February 8, 2011
Lost in Luang Prabang
Our honeymoon was broken up into three different parts split between three countries, and two climates. Northern Vietnam was meant to be the adventurous leg of it.
Hanoi is loud. Damn loud. Instead of using turn signals, cars honk to indicate their next move. Not many traffic lights, only massive roundabouts and five-way intersections. One surprised taxi driver honked his way through chaos, then suddenly, his horn broke. Freaked out, the taxi driver slowed down and proceeded as though he were getting his learners permit. Hilarious: an unarmed taxi driver in the middle of a horn war.
It’s my vote for the noisiest place on the planet. To survive crossing roads as a pedestrian, move slowly and directly to where you need to go. No running (your first instinct), take a deep breath and cautiously float through. This is the only way to get to your next pho.
Aside from the noise, it is great. The architecture, drinks, and food is all good. I was in search of northern-style pho–I heard about these thicker fatty noodles and wanted to get the real deal. We were lead astray at first by our guide who ditched us at the place with the best view and worst food in the old quarter.
Street meat: chicken parts.
Mobile baguette vendors–a reminder of the former French empire.
A little help with the menu got us our first nem (the sexier word for “spring roll from god”):
The pho ruled–not because it was particularly memorable, but because this is what everyone else ate. It was hot and welcoming.

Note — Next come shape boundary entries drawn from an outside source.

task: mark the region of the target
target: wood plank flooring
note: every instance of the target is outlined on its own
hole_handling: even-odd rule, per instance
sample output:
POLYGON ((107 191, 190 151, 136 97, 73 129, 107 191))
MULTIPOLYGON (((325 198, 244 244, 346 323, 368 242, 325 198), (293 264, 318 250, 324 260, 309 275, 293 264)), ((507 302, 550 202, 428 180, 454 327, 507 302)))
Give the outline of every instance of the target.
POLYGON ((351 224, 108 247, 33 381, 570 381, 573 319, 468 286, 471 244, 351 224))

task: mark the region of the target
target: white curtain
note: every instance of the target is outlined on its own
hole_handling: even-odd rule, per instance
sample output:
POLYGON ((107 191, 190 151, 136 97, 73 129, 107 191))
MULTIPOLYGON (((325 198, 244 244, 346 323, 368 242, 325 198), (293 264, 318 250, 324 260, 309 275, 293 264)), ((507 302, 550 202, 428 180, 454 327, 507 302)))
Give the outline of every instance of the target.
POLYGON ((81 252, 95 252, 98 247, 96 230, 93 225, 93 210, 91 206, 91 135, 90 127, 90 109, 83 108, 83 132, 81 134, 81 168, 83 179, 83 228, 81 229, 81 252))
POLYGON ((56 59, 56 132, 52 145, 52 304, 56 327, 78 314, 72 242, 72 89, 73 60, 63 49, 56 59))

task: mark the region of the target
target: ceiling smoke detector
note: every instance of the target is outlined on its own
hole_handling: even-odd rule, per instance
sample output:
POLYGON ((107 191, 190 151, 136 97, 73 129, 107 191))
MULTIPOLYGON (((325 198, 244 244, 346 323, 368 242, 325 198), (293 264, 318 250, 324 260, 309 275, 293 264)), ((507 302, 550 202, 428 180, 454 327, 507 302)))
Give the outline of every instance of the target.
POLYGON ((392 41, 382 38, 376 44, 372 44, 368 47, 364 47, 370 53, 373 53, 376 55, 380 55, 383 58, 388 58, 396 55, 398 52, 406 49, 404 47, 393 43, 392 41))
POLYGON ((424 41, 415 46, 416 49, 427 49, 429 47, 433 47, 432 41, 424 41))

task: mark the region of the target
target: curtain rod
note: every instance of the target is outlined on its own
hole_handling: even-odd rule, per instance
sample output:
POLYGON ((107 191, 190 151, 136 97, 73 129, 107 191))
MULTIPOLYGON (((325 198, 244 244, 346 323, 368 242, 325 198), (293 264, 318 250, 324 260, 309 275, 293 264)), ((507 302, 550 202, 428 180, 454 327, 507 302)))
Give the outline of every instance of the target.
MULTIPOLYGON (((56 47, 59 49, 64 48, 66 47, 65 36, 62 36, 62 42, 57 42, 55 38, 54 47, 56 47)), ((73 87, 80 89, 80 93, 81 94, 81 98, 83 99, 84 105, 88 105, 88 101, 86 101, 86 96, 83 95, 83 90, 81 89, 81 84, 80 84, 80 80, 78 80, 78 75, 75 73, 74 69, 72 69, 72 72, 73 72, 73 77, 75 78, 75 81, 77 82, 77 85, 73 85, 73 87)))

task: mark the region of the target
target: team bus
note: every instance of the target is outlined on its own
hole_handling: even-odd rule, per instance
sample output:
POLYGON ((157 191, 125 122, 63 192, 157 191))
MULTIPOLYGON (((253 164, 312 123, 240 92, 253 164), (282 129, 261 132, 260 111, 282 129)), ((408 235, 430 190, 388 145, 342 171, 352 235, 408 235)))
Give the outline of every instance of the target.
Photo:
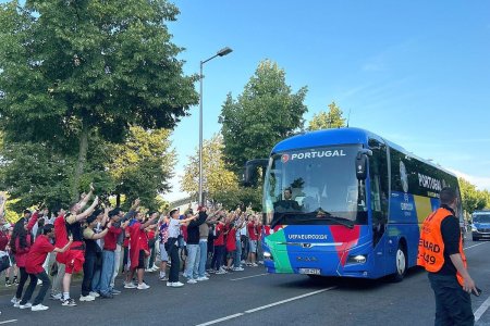
POLYGON ((247 162, 245 183, 259 166, 269 273, 402 280, 440 190, 460 196, 454 174, 359 128, 287 138, 247 162))

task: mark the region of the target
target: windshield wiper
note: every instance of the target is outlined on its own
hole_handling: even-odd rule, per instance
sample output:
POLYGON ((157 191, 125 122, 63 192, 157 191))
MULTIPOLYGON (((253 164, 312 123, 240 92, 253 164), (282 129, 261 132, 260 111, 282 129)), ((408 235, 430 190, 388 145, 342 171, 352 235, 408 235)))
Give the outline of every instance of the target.
POLYGON ((344 217, 339 217, 339 216, 317 216, 314 218, 307 218, 307 220, 302 220, 302 221, 331 221, 331 222, 336 222, 339 225, 343 225, 345 227, 348 228, 354 228, 354 222, 352 222, 351 220, 344 218, 344 217))

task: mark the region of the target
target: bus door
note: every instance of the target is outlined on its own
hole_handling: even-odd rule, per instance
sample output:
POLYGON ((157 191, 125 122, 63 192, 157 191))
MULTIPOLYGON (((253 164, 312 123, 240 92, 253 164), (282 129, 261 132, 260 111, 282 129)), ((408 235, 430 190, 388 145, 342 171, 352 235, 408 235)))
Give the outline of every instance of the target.
POLYGON ((387 246, 387 223, 389 202, 389 172, 387 146, 376 139, 369 139, 369 149, 372 155, 369 156, 369 199, 370 199, 370 225, 372 226, 372 255, 375 266, 379 266, 384 275, 388 261, 387 246))

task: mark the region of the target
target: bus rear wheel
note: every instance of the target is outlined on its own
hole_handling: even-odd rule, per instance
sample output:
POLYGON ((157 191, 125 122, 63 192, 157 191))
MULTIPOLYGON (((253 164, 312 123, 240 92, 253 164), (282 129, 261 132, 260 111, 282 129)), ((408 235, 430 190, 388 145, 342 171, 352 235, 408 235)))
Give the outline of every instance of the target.
POLYGON ((406 258, 406 250, 402 243, 399 243, 399 249, 396 249, 395 265, 396 272, 392 275, 391 280, 402 281, 406 275, 406 269, 408 265, 406 258))

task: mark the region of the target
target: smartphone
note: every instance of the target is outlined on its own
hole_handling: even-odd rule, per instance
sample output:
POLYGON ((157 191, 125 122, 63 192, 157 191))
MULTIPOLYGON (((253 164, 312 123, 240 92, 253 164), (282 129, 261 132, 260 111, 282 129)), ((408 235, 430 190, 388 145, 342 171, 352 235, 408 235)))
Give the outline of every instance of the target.
POLYGON ((475 287, 477 289, 477 292, 475 293, 475 291, 471 291, 471 294, 476 296, 476 297, 480 297, 482 290, 480 290, 478 287, 475 287))

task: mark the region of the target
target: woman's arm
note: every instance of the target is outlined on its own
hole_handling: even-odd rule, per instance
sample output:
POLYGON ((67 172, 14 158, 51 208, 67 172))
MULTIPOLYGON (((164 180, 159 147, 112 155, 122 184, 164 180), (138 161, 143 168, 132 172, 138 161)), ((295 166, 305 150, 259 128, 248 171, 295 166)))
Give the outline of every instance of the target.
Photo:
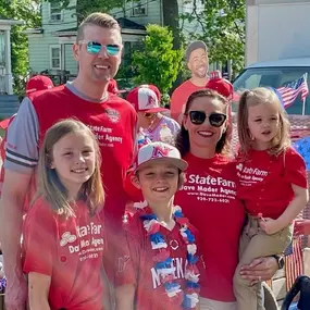
POLYGON ((275 234, 286 226, 288 226, 297 215, 302 211, 309 200, 309 193, 307 188, 302 188, 292 184, 295 197, 289 202, 285 211, 276 219, 262 219, 260 221, 261 228, 268 234, 275 234))
POLYGON ((37 272, 28 274, 28 294, 30 310, 50 310, 48 302, 51 277, 37 272))
POLYGON ((125 284, 115 289, 115 310, 134 310, 136 286, 134 284, 125 284))

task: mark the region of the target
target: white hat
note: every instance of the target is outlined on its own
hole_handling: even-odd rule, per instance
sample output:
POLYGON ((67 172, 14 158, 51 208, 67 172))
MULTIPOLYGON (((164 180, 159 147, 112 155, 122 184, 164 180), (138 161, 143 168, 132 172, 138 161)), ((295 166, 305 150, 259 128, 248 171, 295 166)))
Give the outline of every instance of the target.
POLYGON ((181 153, 175 147, 160 141, 150 142, 139 149, 135 171, 142 169, 151 161, 168 162, 181 171, 188 166, 187 162, 181 159, 181 153))
POLYGON ((157 113, 168 111, 160 107, 160 91, 154 85, 140 85, 131 90, 126 97, 137 112, 157 113))

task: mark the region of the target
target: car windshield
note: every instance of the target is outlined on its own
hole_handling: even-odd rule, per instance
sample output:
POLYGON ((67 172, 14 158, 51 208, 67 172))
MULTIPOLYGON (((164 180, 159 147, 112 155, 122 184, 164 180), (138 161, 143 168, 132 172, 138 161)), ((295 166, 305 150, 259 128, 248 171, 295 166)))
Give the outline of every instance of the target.
MULTIPOLYGON (((278 88, 287 85, 308 73, 308 87, 310 85, 310 67, 309 66, 278 66, 278 67, 253 67, 246 69, 234 82, 235 91, 243 89, 251 89, 260 86, 271 86, 278 88)), ((234 104, 234 111, 237 106, 234 104)), ((288 114, 302 114, 302 101, 300 95, 295 102, 287 108, 288 114)), ((306 100, 306 115, 310 115, 310 97, 306 100)))

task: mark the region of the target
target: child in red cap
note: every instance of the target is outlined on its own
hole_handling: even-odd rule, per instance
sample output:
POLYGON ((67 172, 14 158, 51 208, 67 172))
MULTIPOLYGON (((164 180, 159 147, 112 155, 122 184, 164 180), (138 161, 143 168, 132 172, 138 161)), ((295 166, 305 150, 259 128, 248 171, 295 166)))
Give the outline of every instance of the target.
POLYGON ((168 144, 151 142, 138 151, 133 184, 146 201, 124 224, 116 309, 197 309, 203 271, 197 231, 173 203, 186 168, 179 151, 168 144))

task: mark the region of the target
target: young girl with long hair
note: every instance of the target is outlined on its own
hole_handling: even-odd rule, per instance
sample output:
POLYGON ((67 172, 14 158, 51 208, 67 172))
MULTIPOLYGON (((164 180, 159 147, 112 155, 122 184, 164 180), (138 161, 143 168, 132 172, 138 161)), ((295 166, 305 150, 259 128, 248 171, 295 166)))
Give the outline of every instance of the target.
POLYGON ((282 253, 292 241, 293 221, 308 201, 306 165, 290 147, 289 123, 272 89, 245 91, 237 120, 237 196, 245 203, 248 224, 240 238, 234 292, 238 310, 260 310, 261 285, 243 280, 240 268, 255 258, 282 253))
POLYGON ((38 189, 24 223, 24 273, 32 310, 102 310, 104 191, 95 135, 65 120, 46 134, 38 189))

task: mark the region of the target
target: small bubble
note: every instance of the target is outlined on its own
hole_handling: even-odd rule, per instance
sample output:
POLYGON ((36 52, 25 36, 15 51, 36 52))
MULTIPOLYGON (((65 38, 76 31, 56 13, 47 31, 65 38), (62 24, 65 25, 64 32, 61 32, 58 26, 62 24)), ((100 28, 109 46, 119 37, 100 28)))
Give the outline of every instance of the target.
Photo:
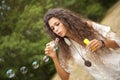
POLYGON ((39 63, 37 61, 33 61, 32 67, 33 67, 33 69, 39 68, 39 63))
POLYGON ((43 57, 43 61, 44 61, 44 62, 48 62, 48 61, 49 61, 49 57, 48 57, 48 56, 44 56, 44 57, 43 57))
POLYGON ((28 69, 27 69, 25 66, 22 66, 22 67, 20 68, 20 72, 21 72, 22 74, 26 74, 26 73, 28 72, 28 69))
POLYGON ((13 78, 15 76, 15 73, 12 69, 8 69, 6 75, 8 78, 13 78))

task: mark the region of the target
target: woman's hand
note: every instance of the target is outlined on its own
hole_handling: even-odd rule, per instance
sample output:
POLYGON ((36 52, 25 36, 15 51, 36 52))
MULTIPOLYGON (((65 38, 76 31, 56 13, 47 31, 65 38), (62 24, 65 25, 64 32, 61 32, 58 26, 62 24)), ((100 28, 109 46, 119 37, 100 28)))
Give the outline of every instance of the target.
POLYGON ((54 51, 54 45, 55 45, 55 42, 51 41, 46 44, 46 48, 45 48, 45 54, 50 56, 51 58, 56 57, 56 52, 54 51))
POLYGON ((103 46, 103 43, 101 40, 93 39, 90 41, 90 43, 87 45, 87 48, 91 50, 92 52, 97 51, 103 46))

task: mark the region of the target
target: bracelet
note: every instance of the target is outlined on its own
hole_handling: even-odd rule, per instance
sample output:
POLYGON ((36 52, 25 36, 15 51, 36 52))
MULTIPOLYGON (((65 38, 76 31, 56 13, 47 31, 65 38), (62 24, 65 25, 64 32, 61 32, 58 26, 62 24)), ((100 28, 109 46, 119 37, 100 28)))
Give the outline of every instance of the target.
POLYGON ((103 40, 100 40, 102 42, 101 48, 105 47, 105 42, 103 40))

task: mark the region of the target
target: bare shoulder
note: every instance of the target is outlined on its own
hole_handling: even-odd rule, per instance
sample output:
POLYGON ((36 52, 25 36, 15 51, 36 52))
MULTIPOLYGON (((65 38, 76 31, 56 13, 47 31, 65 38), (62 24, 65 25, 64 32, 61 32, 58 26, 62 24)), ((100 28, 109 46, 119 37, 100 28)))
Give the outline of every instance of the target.
POLYGON ((92 27, 92 21, 86 21, 86 23, 89 27, 92 27))

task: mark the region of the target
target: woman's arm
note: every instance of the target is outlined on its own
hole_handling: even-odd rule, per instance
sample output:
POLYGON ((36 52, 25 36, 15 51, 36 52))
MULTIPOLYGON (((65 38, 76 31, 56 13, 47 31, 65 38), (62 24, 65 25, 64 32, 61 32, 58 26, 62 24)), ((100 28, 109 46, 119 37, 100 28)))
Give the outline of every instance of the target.
POLYGON ((69 73, 67 73, 61 66, 60 66, 60 63, 57 59, 57 57, 55 58, 52 58, 53 59, 53 62, 55 64, 55 68, 57 70, 57 73, 59 74, 60 78, 62 80, 69 80, 69 73))
POLYGON ((55 64, 55 68, 57 70, 57 73, 59 74, 60 78, 62 80, 69 80, 69 73, 67 73, 60 65, 56 52, 53 49, 53 46, 51 46, 51 44, 53 44, 54 41, 51 41, 50 43, 46 44, 46 48, 45 48, 45 54, 50 56, 55 64))
POLYGON ((106 39, 104 43, 108 48, 120 48, 120 46, 114 40, 106 39))

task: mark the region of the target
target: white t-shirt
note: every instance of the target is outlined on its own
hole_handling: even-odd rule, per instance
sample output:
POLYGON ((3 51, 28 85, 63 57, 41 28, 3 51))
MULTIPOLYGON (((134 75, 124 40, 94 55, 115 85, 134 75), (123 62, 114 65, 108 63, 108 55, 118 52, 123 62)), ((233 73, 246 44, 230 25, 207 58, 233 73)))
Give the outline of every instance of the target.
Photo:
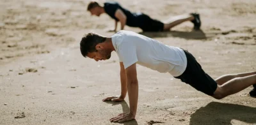
POLYGON ((127 31, 111 36, 120 62, 124 68, 137 63, 173 77, 182 74, 187 66, 185 53, 180 48, 164 45, 157 40, 127 31))

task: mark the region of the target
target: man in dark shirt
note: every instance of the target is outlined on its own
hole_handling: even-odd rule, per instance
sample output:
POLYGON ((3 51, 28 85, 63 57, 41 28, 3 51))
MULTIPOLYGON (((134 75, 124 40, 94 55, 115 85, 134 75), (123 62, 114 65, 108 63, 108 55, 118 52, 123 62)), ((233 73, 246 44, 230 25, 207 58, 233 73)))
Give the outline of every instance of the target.
POLYGON ((122 7, 117 2, 104 3, 104 6, 99 4, 95 1, 89 3, 87 10, 92 15, 99 17, 102 13, 107 13, 115 20, 115 29, 116 31, 118 22, 121 23, 121 30, 124 29, 125 25, 140 27, 143 31, 157 32, 169 31, 171 28, 186 21, 191 21, 194 24, 194 29, 200 29, 201 21, 198 13, 191 13, 180 15, 172 22, 164 24, 157 20, 152 19, 149 16, 143 13, 132 13, 122 7))

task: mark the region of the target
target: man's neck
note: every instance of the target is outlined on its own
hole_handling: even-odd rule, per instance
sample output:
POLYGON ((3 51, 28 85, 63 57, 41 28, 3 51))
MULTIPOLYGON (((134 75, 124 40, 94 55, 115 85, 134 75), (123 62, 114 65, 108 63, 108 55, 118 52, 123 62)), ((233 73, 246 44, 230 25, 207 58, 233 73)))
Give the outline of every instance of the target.
POLYGON ((100 8, 100 13, 101 13, 101 14, 106 13, 105 9, 104 8, 104 7, 102 7, 102 6, 101 6, 100 8))
POLYGON ((111 37, 110 38, 107 38, 106 40, 106 41, 107 43, 108 48, 109 48, 110 50, 111 50, 111 52, 112 51, 115 51, 115 47, 113 45, 112 38, 111 37))

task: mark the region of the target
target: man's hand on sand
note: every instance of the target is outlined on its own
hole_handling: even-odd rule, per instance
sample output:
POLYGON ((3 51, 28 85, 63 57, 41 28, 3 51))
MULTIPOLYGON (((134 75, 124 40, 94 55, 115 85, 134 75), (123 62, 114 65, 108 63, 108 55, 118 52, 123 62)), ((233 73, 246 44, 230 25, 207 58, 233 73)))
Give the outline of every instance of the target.
POLYGON ((118 116, 109 119, 109 121, 111 122, 122 122, 131 121, 133 119, 135 119, 135 116, 134 116, 131 114, 120 114, 118 116))
POLYGON ((102 101, 124 101, 124 98, 121 98, 119 96, 114 96, 107 97, 106 98, 103 99, 102 101))

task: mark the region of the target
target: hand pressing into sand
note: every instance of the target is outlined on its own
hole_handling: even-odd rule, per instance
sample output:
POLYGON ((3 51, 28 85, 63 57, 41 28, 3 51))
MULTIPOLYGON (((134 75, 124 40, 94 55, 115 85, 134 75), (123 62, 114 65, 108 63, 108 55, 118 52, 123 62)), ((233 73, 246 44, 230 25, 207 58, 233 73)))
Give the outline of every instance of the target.
POLYGON ((131 121, 133 119, 135 119, 135 116, 132 114, 129 113, 129 114, 120 114, 118 116, 109 119, 109 121, 111 122, 122 122, 131 121))
POLYGON ((124 98, 118 96, 109 96, 102 99, 103 101, 124 101, 124 98))

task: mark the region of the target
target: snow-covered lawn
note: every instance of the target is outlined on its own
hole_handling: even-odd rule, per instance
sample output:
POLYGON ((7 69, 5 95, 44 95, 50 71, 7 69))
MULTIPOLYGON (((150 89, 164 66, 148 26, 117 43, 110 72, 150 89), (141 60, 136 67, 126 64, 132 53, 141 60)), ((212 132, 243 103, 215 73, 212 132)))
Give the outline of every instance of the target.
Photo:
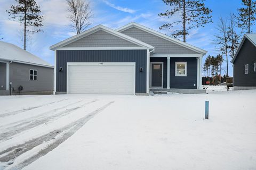
POLYGON ((0 169, 256 169, 255 143, 256 90, 0 96, 0 169))

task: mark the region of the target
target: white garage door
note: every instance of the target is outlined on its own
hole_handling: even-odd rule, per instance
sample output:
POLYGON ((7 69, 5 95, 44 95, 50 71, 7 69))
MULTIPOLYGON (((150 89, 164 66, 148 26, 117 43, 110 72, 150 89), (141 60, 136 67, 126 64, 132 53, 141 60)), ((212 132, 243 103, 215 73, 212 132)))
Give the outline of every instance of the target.
POLYGON ((68 94, 135 94, 135 63, 68 63, 68 94))

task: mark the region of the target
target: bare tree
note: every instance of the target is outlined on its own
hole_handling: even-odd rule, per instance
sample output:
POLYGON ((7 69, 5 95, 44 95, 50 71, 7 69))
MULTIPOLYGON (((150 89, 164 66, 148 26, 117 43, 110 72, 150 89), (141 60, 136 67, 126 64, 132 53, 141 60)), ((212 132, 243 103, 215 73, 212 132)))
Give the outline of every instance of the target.
POLYGON ((79 34, 91 25, 89 20, 92 18, 90 3, 84 0, 67 0, 68 5, 68 19, 71 27, 79 34))
POLYGON ((220 50, 223 54, 226 57, 227 62, 227 76, 228 76, 228 26, 227 26, 227 21, 224 20, 222 18, 220 18, 219 22, 216 28, 218 31, 218 33, 214 35, 215 39, 215 44, 220 46, 220 50))

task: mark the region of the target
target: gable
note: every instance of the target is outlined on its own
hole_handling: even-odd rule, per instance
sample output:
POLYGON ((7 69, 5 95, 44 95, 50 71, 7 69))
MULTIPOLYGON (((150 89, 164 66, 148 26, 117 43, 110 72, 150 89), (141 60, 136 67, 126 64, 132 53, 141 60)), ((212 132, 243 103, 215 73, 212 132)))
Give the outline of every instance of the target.
POLYGON ((239 51, 237 52, 236 58, 233 64, 241 64, 244 66, 245 63, 256 62, 256 47, 247 38, 245 38, 239 51))
POLYGON ((135 27, 121 31, 121 32, 155 47, 155 54, 200 54, 135 27))
POLYGON ((100 30, 63 47, 138 47, 131 42, 100 30))

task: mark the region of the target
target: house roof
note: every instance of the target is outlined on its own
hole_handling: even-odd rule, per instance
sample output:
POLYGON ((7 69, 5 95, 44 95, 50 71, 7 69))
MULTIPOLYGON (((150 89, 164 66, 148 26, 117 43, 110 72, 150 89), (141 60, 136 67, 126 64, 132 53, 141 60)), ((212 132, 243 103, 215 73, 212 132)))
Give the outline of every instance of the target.
POLYGON ((81 38, 83 38, 87 36, 89 36, 92 33, 93 33, 97 31, 98 31, 99 30, 103 30, 104 31, 106 31, 109 33, 110 33, 111 35, 113 35, 115 36, 117 36, 119 38, 122 38, 123 39, 125 39, 128 41, 131 42, 132 43, 134 43, 134 44, 137 44, 140 46, 145 47, 145 48, 147 49, 153 49, 154 47, 152 46, 151 45, 150 45, 149 44, 147 44, 146 43, 145 43, 142 41, 141 41, 135 38, 133 38, 132 37, 129 37, 128 36, 126 36, 124 34, 123 34, 122 33, 120 33, 118 31, 116 31, 115 30, 114 30, 111 29, 110 29, 109 28, 107 28, 105 26, 103 26, 102 25, 98 25, 97 26, 95 26, 94 27, 93 27, 84 32, 83 32, 82 33, 81 33, 78 35, 75 35, 73 37, 71 37, 69 38, 68 38, 62 41, 61 41, 59 43, 57 43, 55 45, 53 45, 50 47, 50 49, 54 50, 57 49, 59 48, 61 48, 70 43, 71 43, 74 41, 75 41, 76 40, 78 40, 78 39, 80 39, 81 38))
POLYGON ((250 41, 252 43, 252 44, 254 45, 254 46, 256 47, 256 34, 245 34, 243 37, 243 39, 242 39, 242 41, 239 45, 238 48, 237 48, 237 50, 236 50, 233 58, 231 61, 231 63, 234 63, 234 62, 235 62, 235 60, 236 60, 236 57, 237 56, 237 55, 238 54, 239 52, 240 51, 240 49, 241 49, 242 46, 243 46, 243 44, 244 44, 244 42, 246 38, 249 40, 249 41, 250 41))
POLYGON ((38 57, 10 43, 0 41, 0 60, 17 63, 53 67, 38 57))
POLYGON ((146 27, 145 26, 142 26, 141 24, 139 24, 135 22, 132 22, 130 23, 126 26, 124 26, 121 28, 119 28, 116 30, 118 31, 118 32, 122 32, 123 31, 124 31, 125 30, 127 30, 130 28, 132 27, 135 27, 137 28, 138 28, 139 29, 142 30, 143 31, 145 31, 148 33, 151 33, 155 36, 158 36, 160 38, 163 38, 164 39, 166 39, 168 41, 170 41, 171 42, 172 42, 173 43, 175 43, 176 44, 179 45, 181 46, 185 47, 186 48, 187 48, 188 49, 190 49, 192 50, 194 50, 195 52, 196 52, 199 54, 202 54, 203 55, 205 55, 207 53, 207 51, 204 50, 203 49, 202 49, 196 47, 195 46, 194 46, 193 45, 191 45, 188 43, 182 42, 181 41, 180 41, 179 40, 177 40, 175 38, 172 38, 170 36, 166 36, 162 33, 161 33, 159 32, 155 31, 151 29, 150 29, 148 27, 146 27))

The pho wasn’t spiced up to please the massive flow of foreign travelers, cause there weren’t any. We ate, slept and headed out to Halong Bay with bellies full of thick fatty noodle pho-ness.
Halong Bay is a massive archipelago in the Gulf of Tonkin. The many islands spring out of the water like giant dragon teeth here and there and everywhere. This little cove is a World Heritage Site.
Arriving at Halong Bay was a little bit like arriving at a cattle ranch: pushed out of our van and huddled into a banquet room awaiting what’s next. Here we were assigned “Bobby” the kind, yet dead pan, robotic-voiced guide. Bobby sharply and efficiently shouted out our names, then moved onto the next “RO-BOT!” or as the others knew him, Robert from Long Beach.
We got on our Junk, which is not the lovely between the leg region, but a large wooden pirate-esque ship with giant fan sails. The fleet of Junks quickly swallowed up their tourists and took them away.
The above photo is of a woman paddling some tourists from our trip to a little water village. All the paddlers were women. Tough as nails.
First Junk meal was (surprise!) pho of the more flavorful variety, pho ga, with shredded chicken.
For dinner entertainment: a massive display of pumpkin art, which we were heavily encouraged to clap for as Bobby proudly displayed the next. These displays put North American Halloween pumpkin-carving to shame.
On our first night on the Junk we were given a happy honeymoon cake, hand-delivered by Bobby and the Captain personally.
The next night we ate a plateful of crab. Vietnam doesn’t joke about their seafood.
An overnight train landed us in Sapa the old mountain town overlooking the border with China.
Sapa is home to at least ten ethnic minorities. We encountered mostly Flower H’mong, Black H’mong, and Red Zhao.
Black H’mong. phot0 courtesy of CH
All the H’mongs were very friendly, intricately dressed, and pushing their handicrafts. And talking on the phone.
At the Can Cao market in the high-rice terraced mountains we found thousands of colorfully clad Flower H’mong women buying up their new garments. From a distance, all the garments look the same, reminding me of the four pairs of blue jeans I had at home–and how that must look to outsider eyes.
Check the detail.
The Can Cao market is the most important day of the week for this community. They don their best gear and walk up to 30 kilometers to buy and sell their garments, peanuts, dried peppers, rice, cane, and handicrafts.
Their husbands usually come by scooter to sell and bid on water buffalo down the slope.
Here we could find suckling pigs being carved up.
Drying Corn waiting to be crushed into grain.
People munching on sugar cane, noodles, and fried rice cake similar in texture to mochi.
The Can Cao market was absolutely unlike everything I had ever seen. It was as though I walked through a doorway where I was entirely ignored and witnessed people do what have been doing for years.
*Bryan lived in Tokyo for several years before moving to São Paulo with his wife. His primary mode of transportation is his bike.